Celtic acquired the Shorskoye molybdenum asset back in 2000, but relinquished control of it when it floated Eureka Mining Plc on the AIM market in December 2003. However in December last year it acquired the assets of Eureka including Shorskoye, two copper/gold deposits in southern Russia and two exploration projects in Kazakhstan. The Eureka acquisition allowed Celtic to opt for a fast track to molybdenum production. “When Eureka started we had a choice whether to do it in a normal way, develop a mine with feasibility studies, build and operate a plant, spending maybe $100 million capital but we chose a different route. We went into a joint venture with KazAtomProm and split the mine and the plant 50/50, as a result of which we are in production three years earlier than we would have been.” Given the rapidly increasing demand for molybdenum and firm prices, this is a good result for Celtic Resources, he says.

Asian perspectives

Kevin Foo’s experience makes him lean towards the joint venture option in Russia, while retaining 100 percent ownership of the Kazakhstan gold assets. Kazakhstan is a good place to operate, with good infrastructure inherited from its strategic importance in soviet times, and it is politically stable. “President Nursultan Nazarbayev has been in power since 1991 and he has taken the country from a destitute former soviet satellite to an engine house for growth. Kazakhstan’s growth rate has been 10-15 percent in recent years. It is heavily reliant on oil and gas and minerals – but so is Australia if it comes to that!”

Russia too has great potential though life there is more complex. Far from being put off by having had to sell Nezhdaninskoye, Foo is keen to develop the assets in Russia on the basis of its joint venture agreements with AGL, a subsidiary of the Russian industrial group ICT “They have been terrific partners and are very well connected. The deal is that they manage the project through to bankable feasibility study. Once the feasibility study is produced we then look at financing.”

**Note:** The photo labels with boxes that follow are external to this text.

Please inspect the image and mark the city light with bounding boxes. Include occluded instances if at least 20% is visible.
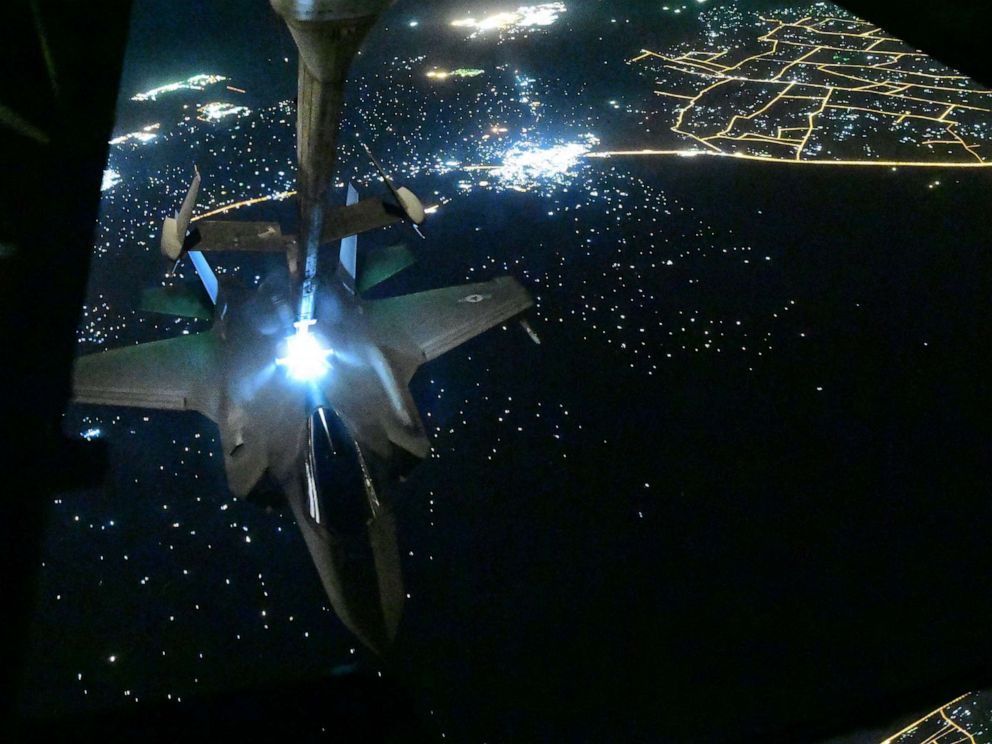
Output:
[491,135,597,186]
[131,75,227,101]
[100,168,121,191]
[427,67,485,80]
[276,320,334,382]
[451,3,566,39]
[196,102,251,121]
[110,124,162,145]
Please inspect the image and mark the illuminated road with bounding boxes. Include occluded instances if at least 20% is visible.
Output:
[881,693,977,744]
[620,16,992,167]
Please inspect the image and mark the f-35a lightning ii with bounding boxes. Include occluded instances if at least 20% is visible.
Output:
[74,0,536,653]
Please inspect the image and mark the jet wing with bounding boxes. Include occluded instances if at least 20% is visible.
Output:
[366,276,534,362]
[72,331,217,415]
[189,220,286,253]
[320,197,403,243]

The assets in question were the Miheevskoye and Tominskoye copper/gold projects, both part of the Eureka acquisition. However at the end of July Celtic sold the Miheevskoye mine to the Russian Copper Company (RCC) for $33 million

"We had a choice of trying to develop two major projects in the

Chelyabinsk region and it made sense for us to balance our portfolio and to sell Miheevskoye to RCC as it is very active in the area, is a major copper producer and is very motivated to develop the mine," said Foo. "Our net cash recovery on this deal entirely covers the total cost of the Eureka acquisition and we are left with two excellent projects, Tominskoye in Chelyabinsk, Russia, and the Shorskoye molybdenum operation in Kazakhstan."

Within the parameters he outlined, Kevin Foo is keeping all options open. The company may diversify into nickel ore even uranium, but these are secondary considerations at the moment to his main message that Celtic is firmly in production and that 2007 and 2008 will be its real turnaround years for it to hit its 90,000 ounce target.